Intip Visi Misi Komeng Jadi Anggota DPD: Ingin Bawa Seni Budaya Indonesia Selevel Korea Selatan

Ebadi, Jakarta – Saat ditanya visi dan misinya sebagai calon Dewan Perwakilan Daerah (DPD), Komeng mengungkapkan sisi seriusnya. Meski Komeng terkadang menanggapinya dengan bercanda, kali ini ia menunjukkan sesuatu yang mungkin tidak dilihat siapa pun.

Menanggapi hal tersebut, pria yang menggunakan nama “Alfiansjah Komeng” sebagai identitasnya pada pemilu 2024 ini mengatakan, ia ingin Indonesia, seperti Korea Selatan, melestarikan seni dan budaya negaranya.
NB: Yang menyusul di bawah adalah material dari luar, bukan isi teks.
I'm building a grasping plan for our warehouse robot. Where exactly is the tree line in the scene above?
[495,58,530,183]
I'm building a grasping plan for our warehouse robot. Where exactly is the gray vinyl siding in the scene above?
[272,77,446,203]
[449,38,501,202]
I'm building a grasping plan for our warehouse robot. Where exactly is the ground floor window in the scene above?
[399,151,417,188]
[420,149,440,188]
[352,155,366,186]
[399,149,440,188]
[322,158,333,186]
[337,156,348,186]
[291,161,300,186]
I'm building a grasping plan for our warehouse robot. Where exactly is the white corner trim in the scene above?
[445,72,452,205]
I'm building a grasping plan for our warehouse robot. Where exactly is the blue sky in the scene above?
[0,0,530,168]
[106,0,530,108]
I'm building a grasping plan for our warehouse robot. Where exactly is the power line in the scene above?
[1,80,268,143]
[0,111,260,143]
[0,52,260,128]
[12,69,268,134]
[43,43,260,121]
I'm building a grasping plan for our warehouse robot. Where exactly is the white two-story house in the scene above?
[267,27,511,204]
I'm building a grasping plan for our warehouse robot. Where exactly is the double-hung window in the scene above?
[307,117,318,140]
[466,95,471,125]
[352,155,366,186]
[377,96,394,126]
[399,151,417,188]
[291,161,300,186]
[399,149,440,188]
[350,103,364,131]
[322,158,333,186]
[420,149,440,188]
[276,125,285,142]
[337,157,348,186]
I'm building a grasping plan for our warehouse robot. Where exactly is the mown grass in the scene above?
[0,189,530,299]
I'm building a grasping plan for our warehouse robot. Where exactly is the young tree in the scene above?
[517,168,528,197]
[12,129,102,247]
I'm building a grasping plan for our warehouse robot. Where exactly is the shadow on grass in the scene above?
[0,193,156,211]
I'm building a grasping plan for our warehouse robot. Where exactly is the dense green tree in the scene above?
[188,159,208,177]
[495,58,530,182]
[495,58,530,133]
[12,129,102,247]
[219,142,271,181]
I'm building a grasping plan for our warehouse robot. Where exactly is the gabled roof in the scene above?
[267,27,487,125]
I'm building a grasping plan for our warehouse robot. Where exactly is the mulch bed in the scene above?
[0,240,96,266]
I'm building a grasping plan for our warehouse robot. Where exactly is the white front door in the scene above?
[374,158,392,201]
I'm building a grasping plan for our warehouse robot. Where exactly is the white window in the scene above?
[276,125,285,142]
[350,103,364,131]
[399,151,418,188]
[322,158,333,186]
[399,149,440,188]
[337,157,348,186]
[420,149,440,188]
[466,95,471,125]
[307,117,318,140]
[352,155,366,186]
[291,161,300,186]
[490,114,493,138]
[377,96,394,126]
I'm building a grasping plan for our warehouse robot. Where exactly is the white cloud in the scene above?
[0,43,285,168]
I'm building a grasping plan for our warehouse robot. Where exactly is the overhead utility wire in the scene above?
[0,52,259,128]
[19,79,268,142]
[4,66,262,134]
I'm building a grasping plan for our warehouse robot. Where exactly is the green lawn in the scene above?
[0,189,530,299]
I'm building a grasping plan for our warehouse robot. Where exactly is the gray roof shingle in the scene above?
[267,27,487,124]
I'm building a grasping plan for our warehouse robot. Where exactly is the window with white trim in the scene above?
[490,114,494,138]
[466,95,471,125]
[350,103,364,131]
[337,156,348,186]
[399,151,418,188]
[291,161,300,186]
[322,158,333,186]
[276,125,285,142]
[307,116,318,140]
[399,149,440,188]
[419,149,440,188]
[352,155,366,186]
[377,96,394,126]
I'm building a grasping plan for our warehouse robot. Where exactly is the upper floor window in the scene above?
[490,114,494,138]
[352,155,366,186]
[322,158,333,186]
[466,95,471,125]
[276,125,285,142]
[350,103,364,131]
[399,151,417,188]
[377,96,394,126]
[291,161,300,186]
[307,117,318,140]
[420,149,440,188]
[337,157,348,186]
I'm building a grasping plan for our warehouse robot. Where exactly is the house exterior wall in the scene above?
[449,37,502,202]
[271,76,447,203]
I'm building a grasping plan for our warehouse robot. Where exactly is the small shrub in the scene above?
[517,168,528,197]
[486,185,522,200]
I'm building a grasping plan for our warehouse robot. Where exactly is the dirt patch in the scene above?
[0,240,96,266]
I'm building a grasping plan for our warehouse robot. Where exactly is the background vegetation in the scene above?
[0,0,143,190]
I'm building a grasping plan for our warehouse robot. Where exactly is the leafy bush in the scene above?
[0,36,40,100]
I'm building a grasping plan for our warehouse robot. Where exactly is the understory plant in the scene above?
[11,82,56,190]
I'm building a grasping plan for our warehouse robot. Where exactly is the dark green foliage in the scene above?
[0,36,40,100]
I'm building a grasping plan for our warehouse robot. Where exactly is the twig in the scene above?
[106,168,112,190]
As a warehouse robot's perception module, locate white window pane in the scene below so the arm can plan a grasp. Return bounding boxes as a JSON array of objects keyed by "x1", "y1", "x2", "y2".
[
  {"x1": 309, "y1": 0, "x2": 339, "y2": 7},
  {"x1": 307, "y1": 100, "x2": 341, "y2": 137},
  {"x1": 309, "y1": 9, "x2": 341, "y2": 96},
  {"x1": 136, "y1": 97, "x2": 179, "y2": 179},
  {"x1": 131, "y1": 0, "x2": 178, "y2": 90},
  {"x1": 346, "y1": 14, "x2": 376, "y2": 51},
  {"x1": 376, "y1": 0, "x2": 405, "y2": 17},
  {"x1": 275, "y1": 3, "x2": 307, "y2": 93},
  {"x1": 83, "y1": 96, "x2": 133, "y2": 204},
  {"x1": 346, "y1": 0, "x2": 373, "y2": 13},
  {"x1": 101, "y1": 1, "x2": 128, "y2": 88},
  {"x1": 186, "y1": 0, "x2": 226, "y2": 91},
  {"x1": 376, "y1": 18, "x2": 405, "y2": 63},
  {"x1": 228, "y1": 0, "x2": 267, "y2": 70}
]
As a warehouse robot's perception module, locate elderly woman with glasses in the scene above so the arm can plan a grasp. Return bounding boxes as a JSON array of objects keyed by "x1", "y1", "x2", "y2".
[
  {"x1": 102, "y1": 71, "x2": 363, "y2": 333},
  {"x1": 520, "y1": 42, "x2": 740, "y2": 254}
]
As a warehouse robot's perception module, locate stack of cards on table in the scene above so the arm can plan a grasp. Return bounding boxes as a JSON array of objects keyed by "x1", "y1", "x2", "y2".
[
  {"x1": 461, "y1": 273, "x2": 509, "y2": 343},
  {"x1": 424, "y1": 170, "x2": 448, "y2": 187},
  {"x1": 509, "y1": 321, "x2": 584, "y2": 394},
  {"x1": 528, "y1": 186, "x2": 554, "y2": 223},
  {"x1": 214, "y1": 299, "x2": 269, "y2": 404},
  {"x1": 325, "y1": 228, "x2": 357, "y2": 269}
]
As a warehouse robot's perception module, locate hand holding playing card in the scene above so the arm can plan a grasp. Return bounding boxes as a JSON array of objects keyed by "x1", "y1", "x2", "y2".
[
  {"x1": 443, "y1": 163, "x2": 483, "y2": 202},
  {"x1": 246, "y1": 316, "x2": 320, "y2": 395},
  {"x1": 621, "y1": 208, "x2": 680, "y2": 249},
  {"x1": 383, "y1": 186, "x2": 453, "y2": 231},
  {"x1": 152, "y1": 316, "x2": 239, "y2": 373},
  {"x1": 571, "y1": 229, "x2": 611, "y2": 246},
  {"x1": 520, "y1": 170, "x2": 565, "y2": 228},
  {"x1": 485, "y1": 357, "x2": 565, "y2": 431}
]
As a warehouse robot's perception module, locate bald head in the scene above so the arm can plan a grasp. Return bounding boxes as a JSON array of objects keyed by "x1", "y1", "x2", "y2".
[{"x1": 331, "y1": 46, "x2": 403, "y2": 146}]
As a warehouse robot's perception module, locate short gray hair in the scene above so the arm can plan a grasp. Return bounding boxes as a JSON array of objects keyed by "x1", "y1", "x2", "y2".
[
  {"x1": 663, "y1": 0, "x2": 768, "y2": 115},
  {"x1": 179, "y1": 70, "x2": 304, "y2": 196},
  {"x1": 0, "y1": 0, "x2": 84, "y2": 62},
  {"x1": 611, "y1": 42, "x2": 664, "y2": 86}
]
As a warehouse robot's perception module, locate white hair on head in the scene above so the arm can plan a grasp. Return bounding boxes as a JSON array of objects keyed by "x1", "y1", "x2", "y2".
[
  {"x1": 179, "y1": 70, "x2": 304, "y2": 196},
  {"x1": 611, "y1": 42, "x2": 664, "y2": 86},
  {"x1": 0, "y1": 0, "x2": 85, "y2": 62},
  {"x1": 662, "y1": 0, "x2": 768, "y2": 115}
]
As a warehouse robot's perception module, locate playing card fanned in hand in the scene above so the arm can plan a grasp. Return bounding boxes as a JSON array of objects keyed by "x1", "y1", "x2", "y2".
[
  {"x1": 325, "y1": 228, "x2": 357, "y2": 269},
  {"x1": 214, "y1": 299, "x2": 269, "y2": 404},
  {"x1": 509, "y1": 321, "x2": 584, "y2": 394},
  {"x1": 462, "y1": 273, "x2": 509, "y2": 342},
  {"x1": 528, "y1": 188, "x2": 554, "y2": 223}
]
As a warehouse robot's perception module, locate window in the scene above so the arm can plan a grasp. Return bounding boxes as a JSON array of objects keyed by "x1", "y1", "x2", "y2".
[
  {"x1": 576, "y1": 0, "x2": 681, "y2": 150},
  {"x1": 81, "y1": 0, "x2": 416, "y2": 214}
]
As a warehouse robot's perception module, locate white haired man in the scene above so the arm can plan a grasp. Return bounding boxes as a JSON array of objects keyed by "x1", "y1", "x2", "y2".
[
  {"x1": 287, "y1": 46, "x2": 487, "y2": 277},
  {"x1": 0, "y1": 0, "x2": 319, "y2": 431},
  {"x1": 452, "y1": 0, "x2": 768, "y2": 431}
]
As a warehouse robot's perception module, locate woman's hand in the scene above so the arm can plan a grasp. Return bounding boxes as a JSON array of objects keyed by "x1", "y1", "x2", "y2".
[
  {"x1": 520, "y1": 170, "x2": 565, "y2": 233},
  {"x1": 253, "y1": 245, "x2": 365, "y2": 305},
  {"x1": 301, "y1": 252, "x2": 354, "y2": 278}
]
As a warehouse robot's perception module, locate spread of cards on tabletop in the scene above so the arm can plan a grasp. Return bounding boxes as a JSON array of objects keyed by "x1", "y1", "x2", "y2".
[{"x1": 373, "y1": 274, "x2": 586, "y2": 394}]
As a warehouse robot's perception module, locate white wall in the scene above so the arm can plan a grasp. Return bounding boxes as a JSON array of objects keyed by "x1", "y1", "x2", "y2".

“Pendapatan APBN-nya mencapai dua digit. Pada saat yang sama, kita lebih besar dari Korea Selatan dan sukunya lebih beragam. Ada Sunda… Sadak…hampir semuanya,” ujarnya. ayo kita tidak bisa?

Hal itu terjadi saat pria berusia 53 tahun itu diwawancarai melalui telepon di salah satu program berita di Kompas TV. Cuplikan wawancaranya kemudian ramai di Twitter pada Kamis, 15 Februari 2024 sore.

Tak hanya itu, ketika ditanya apa yang akan dilakukannya pertama kali jika menjadi anggota DPD, Komeng menjawab, “Saya tidak tahu… Saya belum pernah ke sana.” Yah, saya mungkin mengajukan banyak pertanyaan kepada mereka yang sudah ada di sana. “Saya belum tahu bagaimana mempersiapkan pembicaraan ini, tapi saya sudah membawa visi dan misi saya.”

Hingga pertanyaan terakhir dijawab Komeng dengan nada bercanda. “Mau dipanggil Pak Uhui atau Senator Komeng apa?” ​​tanya wartawan.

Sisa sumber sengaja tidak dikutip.